Os Atos dos Apóstolos narram muitos pormenores da primeira evangelização; no próprio dia de Pentecostes, São Pedro prega a divindade de Jesus Cristo, a sua Morte redentora e a sua Ressurreição gloriosa. São Paulo, citando o profeta Isaías, exclama com entusiasmo: “Como são formosos os pés dos que anunciam a Boa Nova”! E a segunda leitura da Missa fala-nos da responsabilidade deste anúncio alegre da verdade salvadora: “Porque evangelizar não é glória para mim, mas necessidade. Ai de mim se não evangelizar”.
Com estas mesmas palavras de São Paulo, a Igreja tem recordado, com frequência aos fiéis, o chamado que o Senhor lhes dirige para levarem a doutrina de Cristo a todos os cantos do mundo, aproveitando qualquer ocasião. A dedicação à tarefa apostólica nasce da convicção de se possuir a Verdade e o Amor, a verdade salvadora e o único amor que preenche as ânsias do coração. Quando se perde essa certeza, não se encontra sentido na difusão da fé. Chega-se a pensar, por exemplo, mesmo em ambientes cristãos, que não se pode fazer nada para que apoiem uma lei reta, de acordo com o querer divino. Deixa também de ter sentido levar a doutrina de Cristo a regiões onde ela ainda não chegou, ou onde a fé não está profundamente arraigada; quanto muito, a missão apostólica converte-se numa mera ação social em favor da promoção desses povos, esquecendo o maior tesouro que lhes pode dar: a fé em Jesus Cristo, a vida da graça.

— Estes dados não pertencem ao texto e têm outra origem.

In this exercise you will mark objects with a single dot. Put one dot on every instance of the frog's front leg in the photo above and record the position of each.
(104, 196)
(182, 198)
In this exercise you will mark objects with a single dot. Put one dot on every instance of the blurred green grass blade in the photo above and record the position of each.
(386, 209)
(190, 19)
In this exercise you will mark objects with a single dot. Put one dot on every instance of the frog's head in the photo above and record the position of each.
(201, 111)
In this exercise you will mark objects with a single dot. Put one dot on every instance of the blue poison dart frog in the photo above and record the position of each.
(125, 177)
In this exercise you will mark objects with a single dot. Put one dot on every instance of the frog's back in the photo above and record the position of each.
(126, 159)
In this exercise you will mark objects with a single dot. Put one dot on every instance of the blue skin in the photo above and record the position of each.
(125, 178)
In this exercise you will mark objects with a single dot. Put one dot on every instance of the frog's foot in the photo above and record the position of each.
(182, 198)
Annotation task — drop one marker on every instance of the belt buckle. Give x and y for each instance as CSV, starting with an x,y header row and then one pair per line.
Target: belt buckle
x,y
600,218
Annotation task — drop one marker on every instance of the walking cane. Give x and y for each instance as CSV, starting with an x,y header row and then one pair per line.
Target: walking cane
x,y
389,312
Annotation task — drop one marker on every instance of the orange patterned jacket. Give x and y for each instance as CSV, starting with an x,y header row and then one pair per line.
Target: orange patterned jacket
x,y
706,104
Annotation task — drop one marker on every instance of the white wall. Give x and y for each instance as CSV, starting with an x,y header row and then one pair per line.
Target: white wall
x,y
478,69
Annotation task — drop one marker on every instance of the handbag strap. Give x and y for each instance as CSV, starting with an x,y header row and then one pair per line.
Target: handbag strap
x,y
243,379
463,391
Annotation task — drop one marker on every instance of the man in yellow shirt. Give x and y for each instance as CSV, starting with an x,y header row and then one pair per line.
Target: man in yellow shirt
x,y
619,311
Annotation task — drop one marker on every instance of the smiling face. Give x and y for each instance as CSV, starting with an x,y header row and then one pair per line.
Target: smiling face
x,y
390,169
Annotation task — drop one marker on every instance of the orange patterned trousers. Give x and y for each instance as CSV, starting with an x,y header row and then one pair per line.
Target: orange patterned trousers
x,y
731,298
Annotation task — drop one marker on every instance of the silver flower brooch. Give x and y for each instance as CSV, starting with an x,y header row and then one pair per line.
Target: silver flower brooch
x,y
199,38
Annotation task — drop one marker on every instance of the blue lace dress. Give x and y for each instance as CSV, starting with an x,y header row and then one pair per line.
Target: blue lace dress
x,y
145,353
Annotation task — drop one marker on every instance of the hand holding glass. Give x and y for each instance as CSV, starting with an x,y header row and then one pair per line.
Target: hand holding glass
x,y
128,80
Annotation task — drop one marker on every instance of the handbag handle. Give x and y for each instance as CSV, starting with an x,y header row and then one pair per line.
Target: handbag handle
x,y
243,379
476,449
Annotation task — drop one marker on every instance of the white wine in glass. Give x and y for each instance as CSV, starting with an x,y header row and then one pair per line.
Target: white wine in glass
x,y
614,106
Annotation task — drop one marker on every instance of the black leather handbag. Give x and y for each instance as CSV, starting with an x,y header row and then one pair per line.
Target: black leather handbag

No próximo dia 11, na celebração de Nossa Senhora de Lourdes, iremos comemorar o Dia do Enfermo. Ver a vida em toda a sua realidade à luz da fé faz a diferença. E com a Palavra de hoje, somos chamados a ser testemunhas alegres de Cristo, anunciando a boa notícia a este mundo que procura, “às apalpadelas”, o sentido da vida diante de tantas situações pelas quais passa no dia a dia.
Eis a nossa missão a que hoje o Evangelho nos chama, e que tanto o Papa Francisco tem insistido: uma igreja em saída, samaritana, próxima que testemunha a “alegria do evangelho”.